Furthermore, I was looking for an object-oriented, extensible and customizable API, that would let me specify targets, requirements and “up to date” definitions arbitrarily.

This is just a list of tools that I have found and a short overview.

  • Dask: “Dask is a flexible library for parallel computing in Python.”
  • Pyflow: “…tool to manage tasks in the context of a task dependency graph”
  • Celery: “Distributed Task Queue”
  • Luigi: “…helps you build complex pipelines of batch jobs”
  • Taskgraph: “A task graph execution framework for Python”
  • DoIt: “…bringing the power of build-tools to execute any kind of task”

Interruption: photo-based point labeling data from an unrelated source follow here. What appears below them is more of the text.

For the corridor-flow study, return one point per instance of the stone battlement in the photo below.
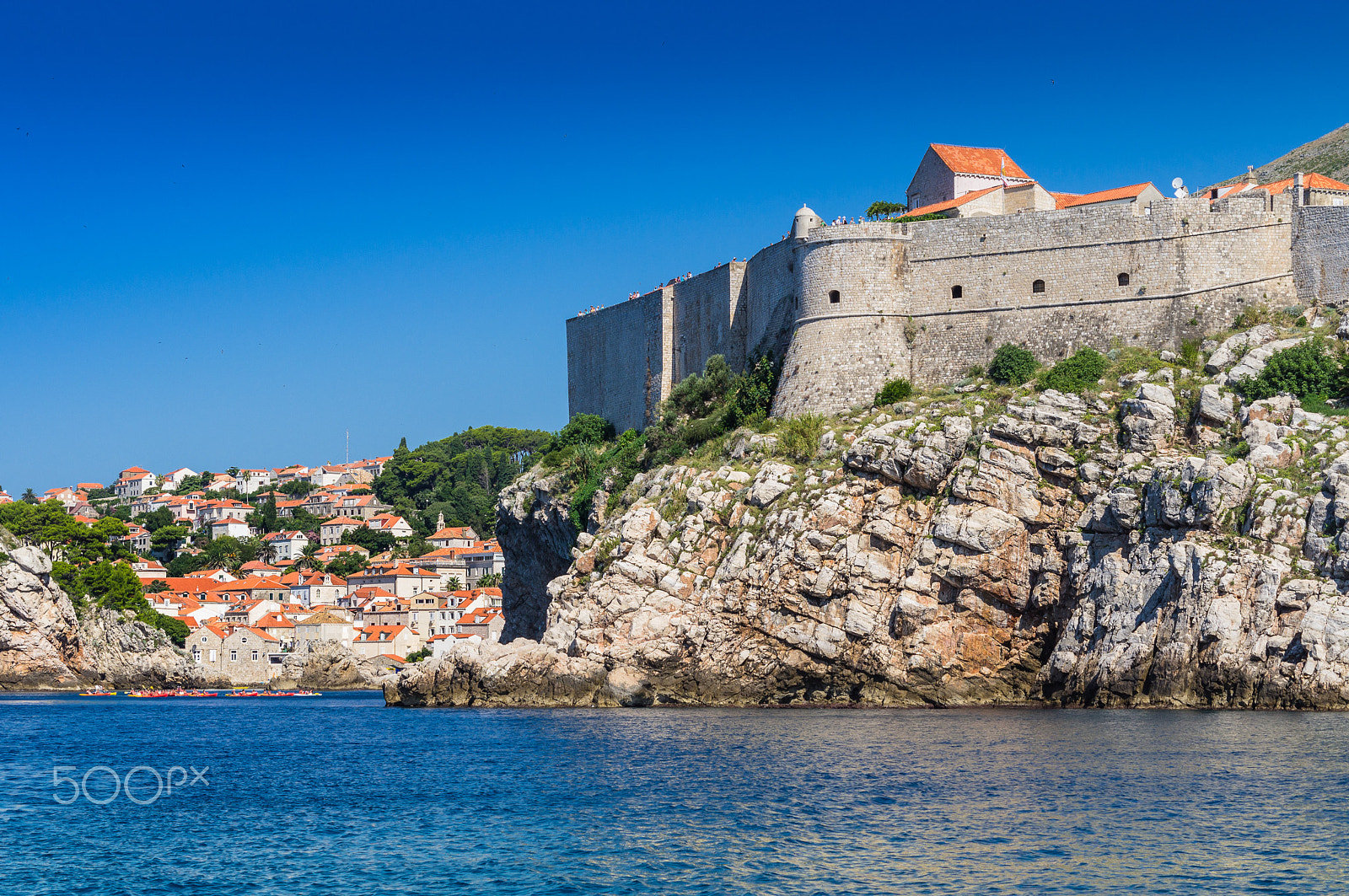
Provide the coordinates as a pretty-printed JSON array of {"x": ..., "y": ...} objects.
[{"x": 853, "y": 305}]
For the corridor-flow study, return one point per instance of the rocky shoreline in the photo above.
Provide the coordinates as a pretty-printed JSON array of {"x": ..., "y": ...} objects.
[
  {"x": 46, "y": 647},
  {"x": 1049, "y": 550}
]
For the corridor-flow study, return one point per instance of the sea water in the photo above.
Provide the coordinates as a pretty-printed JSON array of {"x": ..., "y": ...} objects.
[{"x": 341, "y": 795}]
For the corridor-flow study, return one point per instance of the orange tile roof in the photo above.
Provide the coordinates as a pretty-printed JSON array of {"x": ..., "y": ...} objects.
[
  {"x": 1063, "y": 200},
  {"x": 977, "y": 159},
  {"x": 1312, "y": 181},
  {"x": 950, "y": 204}
]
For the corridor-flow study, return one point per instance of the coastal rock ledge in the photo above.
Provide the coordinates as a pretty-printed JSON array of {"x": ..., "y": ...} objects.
[{"x": 942, "y": 556}]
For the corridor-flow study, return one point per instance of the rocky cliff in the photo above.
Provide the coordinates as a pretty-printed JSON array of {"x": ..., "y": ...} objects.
[
  {"x": 978, "y": 547},
  {"x": 45, "y": 646}
]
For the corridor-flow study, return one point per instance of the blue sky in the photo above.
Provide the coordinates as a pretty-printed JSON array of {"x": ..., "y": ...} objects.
[{"x": 231, "y": 233}]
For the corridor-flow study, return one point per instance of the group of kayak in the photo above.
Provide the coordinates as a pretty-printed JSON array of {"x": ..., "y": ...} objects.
[{"x": 182, "y": 693}]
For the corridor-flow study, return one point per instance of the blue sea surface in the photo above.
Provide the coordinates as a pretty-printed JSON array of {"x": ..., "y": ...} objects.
[{"x": 341, "y": 795}]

The bottom line is that there is no such thing close to what I want. The project that is closest to my wish list is DoIt. DoIt is written in Python an lets you specify target, requirements and “up to date” conditions rather freely, in Python. However, it was designed as a Make-replacement command-line tool. It is intimately tied to command-line arguments, expects to find certain files in the current folder, and so on. My attempts to dig into the source and use it as a library were futile.

This lead me to that painful moment when you realize that you need to write your tool yourself, and that it is not going to be that easy. An open source endeavor begins!

Let us begin with the wish list in the form of an API use case:

builder = Builder(
    TSTask(
        "taskA",
        CmdAction('wc -l b{m}.txt > a{m}.txt'),
        FileTarget('a{m}.txt'),
        FileDependency('b{m}.txt'),
        TaskParam('m')
    ),

    TSTask(
        "taskB",
        CmdAction('tail -n {m} /var/log/syslog > b{m}.txt'),
        FileTarget('b{m}.txt'),
        TaskParam('m')
    )
)

builder['taskA'].run()

An instance of the Builder class encapsulates a whole project. Its constructor takes instances of Task class as parameters . In the specific example Task is sub-classed into TSTask (A Task that uses time-stamps to determine what is “up to date”, like Make). Tasks are defined as a collection of instances of Action (what the task does), Target (generated output) and Dependency (requirements).

Unfortunately, making this work and keeping the API clean, extensible and elegant may not be so simple. At least I got it started, it’s called pybuild and I’m hoping for feedback!